Uma liturgia que nos provoca
Ela ( a cruz) nos chama à maturidade espiritual, estágio em que não cabem mais as posturas infantis e imaturas, de impor condições e fazer pirraças; seguir Jesus requer a decisão e a maturidade do Espírito |
A liturgia desse domingo que passou foi provocativa… é função do rito operar uma crise, um reforço na vida dos fiéis. Do contrário, recairíamos em ritualismo. A Palavra de Deus que nos chamou no domingo, “vem, segue-me”, nos chama continuamente para a cruz na contramão das tendências da sociedade e da cultura. A cruz com a qual iniciamos e terminamos a missa, que santificamos os nossos dons sobre o altar, que traçamos em nossas mentes, lábios e corações para ouvir essa mesma Palavra, nos alerta, como gesto fecundo, para o risco de um cristianismo sem cruz, sem decisões, morno, e feito de adiamentos. A cruz nos alerta para refletirmos sobre um cristianismo vivido como quem entra num restaurante self service: “isso eu quero, aquilo eu não quero”. É necessário abraçar a cruz inteira, não apenas o discurso que me agrada, a comunidade que não me questiona, o padre que não me contraria, os irmãos que não batem à minha porta…
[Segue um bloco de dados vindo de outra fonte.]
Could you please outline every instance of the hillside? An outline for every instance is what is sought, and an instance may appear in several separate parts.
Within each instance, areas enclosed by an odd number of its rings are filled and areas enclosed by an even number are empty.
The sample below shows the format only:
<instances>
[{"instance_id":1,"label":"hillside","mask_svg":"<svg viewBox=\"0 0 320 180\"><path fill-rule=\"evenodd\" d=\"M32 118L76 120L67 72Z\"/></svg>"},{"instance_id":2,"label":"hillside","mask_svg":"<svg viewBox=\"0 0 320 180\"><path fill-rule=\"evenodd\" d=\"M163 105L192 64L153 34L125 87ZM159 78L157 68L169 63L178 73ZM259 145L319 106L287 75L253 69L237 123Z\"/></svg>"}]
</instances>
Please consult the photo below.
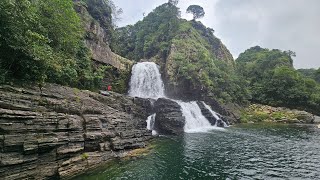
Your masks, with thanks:
<instances>
[{"instance_id":1,"label":"hillside","mask_svg":"<svg viewBox=\"0 0 320 180\"><path fill-rule=\"evenodd\" d=\"M320 68L318 69L298 69L298 71L304 76L314 79L320 83Z\"/></svg>"},{"instance_id":2,"label":"hillside","mask_svg":"<svg viewBox=\"0 0 320 180\"><path fill-rule=\"evenodd\" d=\"M107 84L126 92L132 62L113 53L111 1L0 2L0 83Z\"/></svg>"},{"instance_id":3,"label":"hillside","mask_svg":"<svg viewBox=\"0 0 320 180\"><path fill-rule=\"evenodd\" d=\"M247 92L235 76L229 50L213 29L181 19L179 8L171 3L157 7L135 25L116 29L112 49L135 61L158 63L169 96L245 102Z\"/></svg>"},{"instance_id":4,"label":"hillside","mask_svg":"<svg viewBox=\"0 0 320 180\"><path fill-rule=\"evenodd\" d=\"M237 74L248 82L251 102L319 114L320 84L295 70L291 55L291 51L252 47L236 60Z\"/></svg>"}]
</instances>

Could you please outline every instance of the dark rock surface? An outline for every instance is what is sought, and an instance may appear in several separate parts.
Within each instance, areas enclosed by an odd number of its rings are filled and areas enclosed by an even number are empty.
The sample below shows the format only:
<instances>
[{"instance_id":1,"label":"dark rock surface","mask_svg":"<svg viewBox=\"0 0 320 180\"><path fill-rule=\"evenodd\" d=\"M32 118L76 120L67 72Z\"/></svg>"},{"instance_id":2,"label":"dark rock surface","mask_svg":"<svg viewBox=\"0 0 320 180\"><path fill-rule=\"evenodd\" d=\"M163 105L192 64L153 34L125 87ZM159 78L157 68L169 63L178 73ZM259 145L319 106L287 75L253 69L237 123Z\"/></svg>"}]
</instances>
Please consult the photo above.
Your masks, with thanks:
<instances>
[{"instance_id":1,"label":"dark rock surface","mask_svg":"<svg viewBox=\"0 0 320 180\"><path fill-rule=\"evenodd\" d=\"M212 126L214 126L219 119L215 118L215 117L212 115L212 113L204 106L204 104L203 104L202 102L197 101L197 104L198 104L198 106L199 106L200 109L201 109L202 115L208 119L208 121L210 122L210 124L211 124Z\"/></svg>"},{"instance_id":2,"label":"dark rock surface","mask_svg":"<svg viewBox=\"0 0 320 180\"><path fill-rule=\"evenodd\" d=\"M0 179L66 178L145 147L148 100L0 86Z\"/></svg>"},{"instance_id":3,"label":"dark rock surface","mask_svg":"<svg viewBox=\"0 0 320 180\"><path fill-rule=\"evenodd\" d=\"M184 133L185 117L178 103L160 98L154 104L157 113L155 130L160 134L178 135Z\"/></svg>"},{"instance_id":4,"label":"dark rock surface","mask_svg":"<svg viewBox=\"0 0 320 180\"><path fill-rule=\"evenodd\" d=\"M220 104L215 98L211 96L203 97L203 101L208 104L211 109L219 113L220 118L227 124L240 123L240 111L241 107L237 104Z\"/></svg>"},{"instance_id":5,"label":"dark rock surface","mask_svg":"<svg viewBox=\"0 0 320 180\"><path fill-rule=\"evenodd\" d=\"M201 113L203 114L204 117L206 117L208 119L208 121L210 122L210 124L212 126L216 125L218 127L224 127L225 124L223 122L225 122L227 125L229 125L229 118L228 116L222 116L220 114L217 114L217 116L219 117L218 119L216 117L214 117L212 115L212 113L210 112L210 110L208 110L204 104L201 101L197 101L197 104L199 105L200 109L201 109ZM213 109L213 108L211 108Z\"/></svg>"}]
</instances>

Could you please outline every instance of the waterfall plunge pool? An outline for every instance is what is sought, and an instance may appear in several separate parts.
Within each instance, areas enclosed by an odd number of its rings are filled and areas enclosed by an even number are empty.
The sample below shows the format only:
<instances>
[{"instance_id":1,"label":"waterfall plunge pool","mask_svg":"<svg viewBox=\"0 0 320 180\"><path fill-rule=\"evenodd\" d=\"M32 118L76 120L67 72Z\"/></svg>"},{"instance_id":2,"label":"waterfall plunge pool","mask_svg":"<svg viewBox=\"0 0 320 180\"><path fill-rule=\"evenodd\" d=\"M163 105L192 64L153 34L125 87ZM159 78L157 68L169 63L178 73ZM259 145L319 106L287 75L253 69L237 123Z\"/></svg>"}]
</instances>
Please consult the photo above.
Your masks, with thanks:
<instances>
[{"instance_id":1,"label":"waterfall plunge pool","mask_svg":"<svg viewBox=\"0 0 320 180\"><path fill-rule=\"evenodd\" d=\"M142 158L114 161L74 179L318 179L319 142L315 126L241 124L159 137Z\"/></svg>"}]
</instances>

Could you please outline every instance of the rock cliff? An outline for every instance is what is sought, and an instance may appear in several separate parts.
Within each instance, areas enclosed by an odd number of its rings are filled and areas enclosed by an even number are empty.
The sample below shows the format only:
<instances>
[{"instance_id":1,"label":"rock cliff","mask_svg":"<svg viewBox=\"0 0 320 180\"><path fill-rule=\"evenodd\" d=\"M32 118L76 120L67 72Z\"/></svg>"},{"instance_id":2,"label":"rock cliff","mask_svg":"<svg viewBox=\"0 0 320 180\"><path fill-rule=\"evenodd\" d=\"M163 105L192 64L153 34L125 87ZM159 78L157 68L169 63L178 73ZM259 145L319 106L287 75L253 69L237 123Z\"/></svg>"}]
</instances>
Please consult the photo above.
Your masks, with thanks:
<instances>
[{"instance_id":1,"label":"rock cliff","mask_svg":"<svg viewBox=\"0 0 320 180\"><path fill-rule=\"evenodd\" d=\"M88 11L88 6L79 0L74 0L75 10L81 17L86 32L85 43L91 50L92 59L98 63L111 65L119 70L129 70L132 61L113 53L109 47L108 32L94 19Z\"/></svg>"},{"instance_id":2,"label":"rock cliff","mask_svg":"<svg viewBox=\"0 0 320 180\"><path fill-rule=\"evenodd\" d=\"M112 92L0 86L0 179L66 178L145 147L149 111Z\"/></svg>"}]
</instances>

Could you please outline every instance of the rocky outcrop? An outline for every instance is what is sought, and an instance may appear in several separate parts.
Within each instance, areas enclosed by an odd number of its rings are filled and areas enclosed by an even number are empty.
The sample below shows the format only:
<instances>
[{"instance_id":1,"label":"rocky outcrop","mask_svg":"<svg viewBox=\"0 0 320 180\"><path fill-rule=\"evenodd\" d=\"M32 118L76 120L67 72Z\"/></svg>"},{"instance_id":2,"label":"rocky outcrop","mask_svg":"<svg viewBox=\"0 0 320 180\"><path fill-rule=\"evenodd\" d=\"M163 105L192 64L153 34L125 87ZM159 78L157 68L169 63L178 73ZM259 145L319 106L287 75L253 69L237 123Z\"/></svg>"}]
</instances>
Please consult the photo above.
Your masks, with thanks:
<instances>
[{"instance_id":1,"label":"rocky outcrop","mask_svg":"<svg viewBox=\"0 0 320 180\"><path fill-rule=\"evenodd\" d=\"M0 87L0 179L66 178L145 147L148 100Z\"/></svg>"},{"instance_id":2,"label":"rocky outcrop","mask_svg":"<svg viewBox=\"0 0 320 180\"><path fill-rule=\"evenodd\" d=\"M119 70L130 69L133 64L132 61L111 51L108 43L110 34L100 25L98 20L90 15L87 5L82 1L74 0L74 6L84 23L86 31L85 43L91 50L92 59L105 65L111 65Z\"/></svg>"},{"instance_id":3,"label":"rocky outcrop","mask_svg":"<svg viewBox=\"0 0 320 180\"><path fill-rule=\"evenodd\" d=\"M178 135L184 133L185 117L178 103L160 98L154 104L155 130L160 134Z\"/></svg>"},{"instance_id":4,"label":"rocky outcrop","mask_svg":"<svg viewBox=\"0 0 320 180\"><path fill-rule=\"evenodd\" d=\"M315 116L306 111L252 104L241 114L241 122L315 123Z\"/></svg>"}]
</instances>

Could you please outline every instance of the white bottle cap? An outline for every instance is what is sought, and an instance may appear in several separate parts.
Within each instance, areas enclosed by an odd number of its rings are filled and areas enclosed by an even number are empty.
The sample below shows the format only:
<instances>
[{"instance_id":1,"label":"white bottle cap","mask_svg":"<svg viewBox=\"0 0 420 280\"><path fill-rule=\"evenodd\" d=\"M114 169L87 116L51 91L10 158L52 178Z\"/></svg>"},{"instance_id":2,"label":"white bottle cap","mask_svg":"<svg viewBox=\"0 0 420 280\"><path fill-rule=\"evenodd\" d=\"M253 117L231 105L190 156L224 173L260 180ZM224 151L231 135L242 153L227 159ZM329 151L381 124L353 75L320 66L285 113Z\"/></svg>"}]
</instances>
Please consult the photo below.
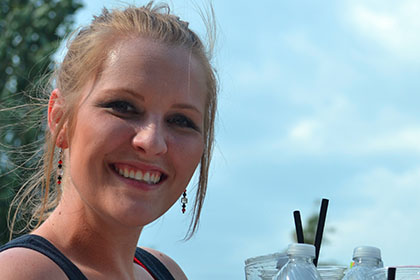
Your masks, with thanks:
<instances>
[{"instance_id":1,"label":"white bottle cap","mask_svg":"<svg viewBox=\"0 0 420 280\"><path fill-rule=\"evenodd\" d=\"M381 250L372 246L359 246L354 248L353 259L354 258L377 258L381 259Z\"/></svg>"},{"instance_id":2,"label":"white bottle cap","mask_svg":"<svg viewBox=\"0 0 420 280\"><path fill-rule=\"evenodd\" d=\"M315 258L315 246L311 244L292 243L289 244L287 255L291 256L307 256Z\"/></svg>"}]
</instances>

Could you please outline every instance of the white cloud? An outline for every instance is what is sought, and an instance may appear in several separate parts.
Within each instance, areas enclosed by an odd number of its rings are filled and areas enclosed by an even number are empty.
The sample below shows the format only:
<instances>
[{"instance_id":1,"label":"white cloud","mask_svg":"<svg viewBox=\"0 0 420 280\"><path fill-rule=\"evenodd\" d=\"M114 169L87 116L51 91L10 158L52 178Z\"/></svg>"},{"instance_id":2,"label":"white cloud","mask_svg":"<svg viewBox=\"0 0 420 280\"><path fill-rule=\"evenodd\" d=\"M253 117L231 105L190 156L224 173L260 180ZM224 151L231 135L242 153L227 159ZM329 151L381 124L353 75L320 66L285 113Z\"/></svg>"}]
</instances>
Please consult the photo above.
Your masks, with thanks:
<instances>
[{"instance_id":1,"label":"white cloud","mask_svg":"<svg viewBox=\"0 0 420 280\"><path fill-rule=\"evenodd\" d=\"M375 156L420 155L420 124L413 116L383 108L363 115L345 96L318 104L267 145L267 153Z\"/></svg>"},{"instance_id":2,"label":"white cloud","mask_svg":"<svg viewBox=\"0 0 420 280\"><path fill-rule=\"evenodd\" d=\"M403 59L420 60L420 2L349 1L347 18L364 38Z\"/></svg>"},{"instance_id":3,"label":"white cloud","mask_svg":"<svg viewBox=\"0 0 420 280\"><path fill-rule=\"evenodd\" d=\"M342 260L351 258L355 246L372 245L382 249L385 265L419 264L413 241L420 231L420 167L403 172L375 168L356 176L349 186L342 197L352 207L334 222L334 246L326 248L326 255Z\"/></svg>"},{"instance_id":4,"label":"white cloud","mask_svg":"<svg viewBox=\"0 0 420 280\"><path fill-rule=\"evenodd\" d=\"M301 121L290 131L290 138L302 142L311 140L319 126L315 120Z\"/></svg>"},{"instance_id":5,"label":"white cloud","mask_svg":"<svg viewBox=\"0 0 420 280\"><path fill-rule=\"evenodd\" d=\"M381 37L384 40L394 43L397 38L397 18L388 14L378 13L365 6L356 6L353 9L354 21L357 27L366 34ZM373 31L373 33L371 33Z\"/></svg>"},{"instance_id":6,"label":"white cloud","mask_svg":"<svg viewBox=\"0 0 420 280\"><path fill-rule=\"evenodd\" d=\"M360 75L346 61L347 55L343 60L325 49L307 30L270 30L266 36L256 38L252 55L237 57L229 66L232 79L227 84L254 94L265 90L292 102L317 103L329 98L330 89L351 84Z\"/></svg>"},{"instance_id":7,"label":"white cloud","mask_svg":"<svg viewBox=\"0 0 420 280\"><path fill-rule=\"evenodd\" d=\"M370 151L407 151L420 153L420 126L412 126L390 131L385 135L374 136L366 147Z\"/></svg>"},{"instance_id":8,"label":"white cloud","mask_svg":"<svg viewBox=\"0 0 420 280\"><path fill-rule=\"evenodd\" d=\"M312 114L292 122L285 135L271 140L273 144L267 147L268 150L330 154L347 153L349 147L359 145L349 139L355 131L356 119L354 106L348 98L337 94L313 108Z\"/></svg>"}]
</instances>

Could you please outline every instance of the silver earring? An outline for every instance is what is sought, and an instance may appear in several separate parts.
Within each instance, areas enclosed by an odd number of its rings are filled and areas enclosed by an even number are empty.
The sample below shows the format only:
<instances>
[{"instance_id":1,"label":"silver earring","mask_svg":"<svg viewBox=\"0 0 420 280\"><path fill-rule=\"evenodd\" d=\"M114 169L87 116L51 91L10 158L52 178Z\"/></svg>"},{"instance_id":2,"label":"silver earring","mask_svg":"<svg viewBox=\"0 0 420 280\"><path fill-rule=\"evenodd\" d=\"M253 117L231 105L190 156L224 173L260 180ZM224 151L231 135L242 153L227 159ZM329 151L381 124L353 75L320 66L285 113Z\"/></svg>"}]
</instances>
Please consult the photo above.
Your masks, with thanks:
<instances>
[{"instance_id":1,"label":"silver earring","mask_svg":"<svg viewBox=\"0 0 420 280\"><path fill-rule=\"evenodd\" d=\"M63 149L60 148L60 153L58 155L58 166L57 166L57 184L61 185L61 180L63 179Z\"/></svg>"},{"instance_id":2,"label":"silver earring","mask_svg":"<svg viewBox=\"0 0 420 280\"><path fill-rule=\"evenodd\" d=\"M185 208L187 207L188 198L187 198L187 190L184 191L181 198L181 204L182 204L182 214L185 213Z\"/></svg>"}]
</instances>

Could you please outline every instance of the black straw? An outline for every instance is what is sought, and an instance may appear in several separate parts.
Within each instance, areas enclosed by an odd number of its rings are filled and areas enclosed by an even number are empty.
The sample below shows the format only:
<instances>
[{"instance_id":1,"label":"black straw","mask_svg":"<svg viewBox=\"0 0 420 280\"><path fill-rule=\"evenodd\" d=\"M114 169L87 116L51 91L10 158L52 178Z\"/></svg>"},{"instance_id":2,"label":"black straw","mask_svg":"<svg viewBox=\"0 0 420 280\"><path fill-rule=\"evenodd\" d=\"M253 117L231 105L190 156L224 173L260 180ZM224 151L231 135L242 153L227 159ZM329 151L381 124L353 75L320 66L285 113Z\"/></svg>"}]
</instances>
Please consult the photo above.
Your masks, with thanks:
<instances>
[{"instance_id":1,"label":"black straw","mask_svg":"<svg viewBox=\"0 0 420 280\"><path fill-rule=\"evenodd\" d=\"M319 251L321 249L322 234L324 233L325 219L327 218L328 199L323 198L319 212L318 226L315 235L315 266L318 265Z\"/></svg>"},{"instance_id":2,"label":"black straw","mask_svg":"<svg viewBox=\"0 0 420 280\"><path fill-rule=\"evenodd\" d=\"M395 280L397 269L395 267L388 267L388 280Z\"/></svg>"},{"instance_id":3,"label":"black straw","mask_svg":"<svg viewBox=\"0 0 420 280\"><path fill-rule=\"evenodd\" d=\"M303 238L303 228L302 220L300 219L300 212L296 210L293 212L293 217L295 218L295 227L296 227L296 239L298 243L305 243Z\"/></svg>"}]
</instances>

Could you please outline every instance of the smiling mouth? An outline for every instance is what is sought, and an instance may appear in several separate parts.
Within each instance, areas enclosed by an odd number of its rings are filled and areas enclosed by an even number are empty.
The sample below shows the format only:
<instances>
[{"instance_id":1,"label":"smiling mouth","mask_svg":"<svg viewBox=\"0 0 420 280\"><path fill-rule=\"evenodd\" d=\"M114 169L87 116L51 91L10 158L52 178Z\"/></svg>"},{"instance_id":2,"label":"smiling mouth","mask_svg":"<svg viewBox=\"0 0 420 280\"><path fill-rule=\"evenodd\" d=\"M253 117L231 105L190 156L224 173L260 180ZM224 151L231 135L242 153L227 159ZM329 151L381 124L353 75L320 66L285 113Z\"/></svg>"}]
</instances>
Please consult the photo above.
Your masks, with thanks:
<instances>
[{"instance_id":1,"label":"smiling mouth","mask_svg":"<svg viewBox=\"0 0 420 280\"><path fill-rule=\"evenodd\" d=\"M119 166L115 164L112 165L112 168L122 177L146 183L149 185L159 184L166 178L166 175L159 171L144 171L134 169L128 166Z\"/></svg>"}]
</instances>

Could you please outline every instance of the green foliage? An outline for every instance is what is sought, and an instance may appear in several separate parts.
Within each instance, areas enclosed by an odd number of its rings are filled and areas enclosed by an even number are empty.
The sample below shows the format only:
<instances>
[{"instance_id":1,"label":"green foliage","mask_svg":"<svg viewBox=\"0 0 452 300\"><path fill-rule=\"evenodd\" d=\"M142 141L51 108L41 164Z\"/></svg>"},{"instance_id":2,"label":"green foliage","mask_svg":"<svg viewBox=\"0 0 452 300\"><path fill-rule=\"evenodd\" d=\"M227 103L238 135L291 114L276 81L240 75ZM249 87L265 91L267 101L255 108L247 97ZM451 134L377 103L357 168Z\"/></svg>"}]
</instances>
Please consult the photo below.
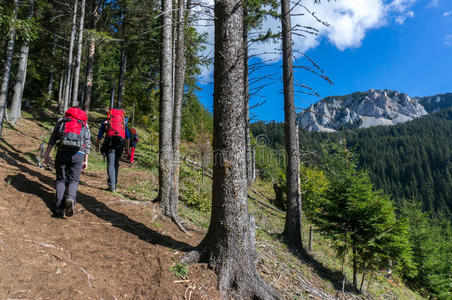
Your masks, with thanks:
<instances>
[{"instance_id":1,"label":"green foliage","mask_svg":"<svg viewBox=\"0 0 452 300\"><path fill-rule=\"evenodd\" d=\"M199 188L202 180L201 171L183 168L180 180L184 182L181 186L181 199L187 206L203 212L210 211L212 198L205 190Z\"/></svg>"},{"instance_id":2,"label":"green foliage","mask_svg":"<svg viewBox=\"0 0 452 300\"><path fill-rule=\"evenodd\" d=\"M185 279L188 275L187 266L179 262L170 266L170 271L179 279Z\"/></svg>"},{"instance_id":3,"label":"green foliage","mask_svg":"<svg viewBox=\"0 0 452 300\"><path fill-rule=\"evenodd\" d=\"M324 171L302 164L300 166L300 183L303 212L308 219L311 219L314 217L317 203L325 196L328 180Z\"/></svg>"},{"instance_id":4,"label":"green foliage","mask_svg":"<svg viewBox=\"0 0 452 300\"><path fill-rule=\"evenodd\" d=\"M183 140L194 142L205 133L213 130L213 118L210 112L199 102L196 96L188 94L182 103Z\"/></svg>"},{"instance_id":5,"label":"green foliage","mask_svg":"<svg viewBox=\"0 0 452 300\"><path fill-rule=\"evenodd\" d=\"M406 228L396 220L389 197L374 190L349 150L332 145L324 156L328 185L309 213L318 231L331 239L338 256L352 250L355 272L358 265L362 272L380 269L390 259L410 266Z\"/></svg>"},{"instance_id":6,"label":"green foliage","mask_svg":"<svg viewBox=\"0 0 452 300\"><path fill-rule=\"evenodd\" d=\"M408 220L416 273L406 276L408 282L424 295L438 299L452 298L452 235L448 219L430 222L421 204L405 201L401 214Z\"/></svg>"}]
</instances>

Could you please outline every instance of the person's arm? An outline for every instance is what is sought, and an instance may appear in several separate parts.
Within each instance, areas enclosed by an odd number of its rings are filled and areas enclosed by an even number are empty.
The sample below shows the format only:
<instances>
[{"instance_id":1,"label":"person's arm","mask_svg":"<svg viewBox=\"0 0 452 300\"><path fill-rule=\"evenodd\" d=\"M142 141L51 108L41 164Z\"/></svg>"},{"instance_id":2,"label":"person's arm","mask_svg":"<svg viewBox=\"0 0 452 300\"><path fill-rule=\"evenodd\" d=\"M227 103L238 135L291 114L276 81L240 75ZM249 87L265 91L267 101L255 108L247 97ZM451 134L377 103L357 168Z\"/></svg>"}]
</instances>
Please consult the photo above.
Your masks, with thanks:
<instances>
[{"instance_id":1,"label":"person's arm","mask_svg":"<svg viewBox=\"0 0 452 300\"><path fill-rule=\"evenodd\" d=\"M129 149L130 149L130 132L129 132L129 128L127 127L127 125L126 125L125 134L126 134L126 154L129 154Z\"/></svg>"},{"instance_id":2,"label":"person's arm","mask_svg":"<svg viewBox=\"0 0 452 300\"><path fill-rule=\"evenodd\" d=\"M52 151L53 146L55 146L56 141L58 140L58 127L60 125L60 122L58 122L55 127L53 128L52 134L49 138L49 143L47 144L47 149L43 154L44 163L48 164L50 161L50 152Z\"/></svg>"},{"instance_id":3,"label":"person's arm","mask_svg":"<svg viewBox=\"0 0 452 300\"><path fill-rule=\"evenodd\" d=\"M88 155L89 155L89 152L91 149L91 134L89 131L88 124L86 124L86 130L85 130L85 134L84 134L83 138L84 138L83 152L85 153L85 159L83 161L82 170L85 170L86 168L88 168Z\"/></svg>"},{"instance_id":4,"label":"person's arm","mask_svg":"<svg viewBox=\"0 0 452 300\"><path fill-rule=\"evenodd\" d=\"M100 141L102 140L102 137L104 135L106 124L107 124L107 120L104 120L104 121L102 121L102 124L100 125L99 133L97 134L96 152L99 152L99 144L100 144Z\"/></svg>"},{"instance_id":5,"label":"person's arm","mask_svg":"<svg viewBox=\"0 0 452 300\"><path fill-rule=\"evenodd\" d=\"M88 154L85 154L85 160L83 161L82 170L88 168Z\"/></svg>"}]
</instances>

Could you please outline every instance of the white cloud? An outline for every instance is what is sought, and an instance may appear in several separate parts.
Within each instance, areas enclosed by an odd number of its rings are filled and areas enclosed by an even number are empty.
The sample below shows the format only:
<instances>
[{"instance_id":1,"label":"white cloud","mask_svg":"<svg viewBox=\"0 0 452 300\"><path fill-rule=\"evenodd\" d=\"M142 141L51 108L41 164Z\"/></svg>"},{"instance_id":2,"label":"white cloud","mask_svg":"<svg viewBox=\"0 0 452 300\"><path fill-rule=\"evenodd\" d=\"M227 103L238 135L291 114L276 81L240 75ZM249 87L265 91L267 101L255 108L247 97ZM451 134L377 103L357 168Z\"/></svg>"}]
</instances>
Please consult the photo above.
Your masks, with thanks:
<instances>
[{"instance_id":1,"label":"white cloud","mask_svg":"<svg viewBox=\"0 0 452 300\"><path fill-rule=\"evenodd\" d=\"M448 34L444 39L444 45L452 46L452 34Z\"/></svg>"},{"instance_id":2,"label":"white cloud","mask_svg":"<svg viewBox=\"0 0 452 300\"><path fill-rule=\"evenodd\" d=\"M443 17L448 17L450 15L452 15L452 10L449 10L449 11L446 11L443 13Z\"/></svg>"},{"instance_id":3,"label":"white cloud","mask_svg":"<svg viewBox=\"0 0 452 300\"><path fill-rule=\"evenodd\" d=\"M406 20L407 18L414 18L414 12L412 12L412 11L410 10L410 11L408 11L406 14L397 16L395 20L396 20L396 22L397 22L399 25L403 25L403 23L405 23L405 20Z\"/></svg>"},{"instance_id":4,"label":"white cloud","mask_svg":"<svg viewBox=\"0 0 452 300\"><path fill-rule=\"evenodd\" d=\"M213 2L213 0L208 0ZM366 34L373 29L387 25L391 21L402 25L407 18L413 18L414 12L410 10L419 0L336 0L322 1L321 4L313 4L314 1L304 1L305 7L322 21L330 24L326 27L311 16L305 8L295 7L292 11L292 26L296 24L318 29L317 35L305 34L306 37L293 35L294 50L305 52L317 47L324 39L343 51L348 48L361 46ZM300 14L304 14L301 16ZM203 21L205 23L205 21ZM267 18L262 31L271 29L272 32L280 31L280 20ZM202 24L205 25L205 24ZM200 27L202 31L209 32L210 41L213 43L213 27ZM209 47L212 49L212 47ZM252 54L259 55L261 59L279 59L280 42L253 45ZM276 50L275 50L276 49ZM210 50L211 51L211 50ZM213 52L212 52L213 53ZM212 72L205 72L204 75ZM210 77L211 78L211 77Z\"/></svg>"},{"instance_id":5,"label":"white cloud","mask_svg":"<svg viewBox=\"0 0 452 300\"><path fill-rule=\"evenodd\" d=\"M430 7L437 7L439 4L439 0L432 0L430 1L429 5Z\"/></svg>"}]
</instances>

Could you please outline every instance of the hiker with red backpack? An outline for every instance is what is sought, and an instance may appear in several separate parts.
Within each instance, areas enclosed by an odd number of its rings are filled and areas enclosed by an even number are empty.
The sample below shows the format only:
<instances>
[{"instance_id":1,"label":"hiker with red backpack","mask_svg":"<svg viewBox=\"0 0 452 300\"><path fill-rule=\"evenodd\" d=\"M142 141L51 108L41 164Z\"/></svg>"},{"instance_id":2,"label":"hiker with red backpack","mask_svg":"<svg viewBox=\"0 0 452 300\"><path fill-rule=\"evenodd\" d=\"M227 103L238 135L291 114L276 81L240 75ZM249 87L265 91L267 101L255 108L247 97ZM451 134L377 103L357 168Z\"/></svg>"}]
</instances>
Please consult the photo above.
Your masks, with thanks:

Somos provocados a uma proposta muito clara de Jesus que assume o peso da cruz dos nossos pecados, Ele que não tinha pecado (cf. 2Cor 5,21). Essa proposta também deveria ser clara para nós: abraçar a cruz que não é apenas a nossa, mas também as dos outros, fazendo-nos no amor, servos uns dos outros (cf. Gl 5,13b-14). Ela nos balança, fazendo-nos rever o que temos vivido em termos de seguimento, em termos de opções. Ela nos chama à maturidade espiritual, um estágio em que não cabem mais as posturas infantis e imaturas, de impor condições e fazer pirraças. Seguir Jesus requer a decisão e a maturidade do Espírito.
Rezando de um jeito novo uma antiga oração
Uma oração, atribuída a São Bento, muito rezada na piedade popular como oração exorcística, bem poderia ser rezada como forma de ressoar a nossa meditação sobre o caminho da cruz:
A Cruz Sagrada seja a minha luz.
Não seja o dragão o meu guia.
Retira-te, Satanás!
Nunca me ofereças coisas vãs.
É mau o que tu me ofereces.
Bebe tu mesmo do teu veneno!
O pior veneno é o dragão que está dentro de cada um de nós: os impulsos naturais que nos aprisionam e nos roubam a liberdade cristã. Ele nos devora interiormente, dia a dia, tirando-nos do caminho de Jesus e dos irmãos, do caminho da cruz! Envenenamos a nossa vida quando nos viciamos no egoísmo e em nós mesmos, fechando-nos para a cruz do outro, que bem poderia nos iluminar. Rezemos a oração de São Bento para nos colocar no caminho da cruz de Jesus, em comunidade, servindo uns aos outros na liberdade… Exorcismo bom nos faria essa reza!